Note: This site is currently "Under construction". I'm migrating to a new version of my site building software. Lots of things are in a state of disrepair as a result (for example, footnote links aren't working). It's all part of the process of building in public. Most things should still be readable though.

Snippet Get Web Page in Python

TODO: Update this with the other post for `requests`

TODO: I think this is a duplicate post. Need to remove one or the other if that's the case.

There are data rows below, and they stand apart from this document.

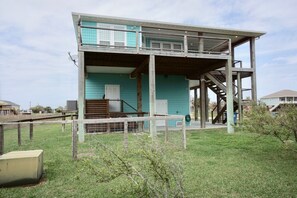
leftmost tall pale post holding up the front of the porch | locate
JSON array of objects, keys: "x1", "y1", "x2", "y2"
[{"x1": 78, "y1": 51, "x2": 85, "y2": 142}]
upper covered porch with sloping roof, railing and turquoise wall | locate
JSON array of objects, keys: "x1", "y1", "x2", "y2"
[{"x1": 72, "y1": 13, "x2": 263, "y2": 60}]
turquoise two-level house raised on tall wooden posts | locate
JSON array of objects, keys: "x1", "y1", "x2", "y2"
[{"x1": 72, "y1": 13, "x2": 264, "y2": 141}]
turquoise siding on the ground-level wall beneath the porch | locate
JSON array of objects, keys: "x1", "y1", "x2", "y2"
[{"x1": 86, "y1": 73, "x2": 190, "y2": 126}]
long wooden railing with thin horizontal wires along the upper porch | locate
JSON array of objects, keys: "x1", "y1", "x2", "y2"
[{"x1": 78, "y1": 24, "x2": 231, "y2": 56}]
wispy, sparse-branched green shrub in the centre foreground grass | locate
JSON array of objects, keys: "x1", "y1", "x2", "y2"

Here's the simple snippet I use to scrape basic web pages in Python.

Code

import urllib.request

def get_web_page(url):
    try:
        with urllib.request.urlopen(url) as response:
            return response.read().decode("utf-8")
    except:
        return ""

Most of the examples I see only have the middle part:

Code

with urllib.request.urlopen(url) as response:
	return response.read().decode("utf-8")

The problem is that code crashes if the server sends an error code back. Wrapping it with the try lets you handle that.

Here's a full sample:

Code

#!/usr/bin/env python3

import urllib.request

def get_web_page(url):
    try:
        with urllib.request.urlopen(url) as response:
            return response.read().decode("utf-8")
    except:
        return ""

if __name__ == "__main__":
    html_doc = get_web_page("https://www.alanwsmith.com/")
    print(html_doc)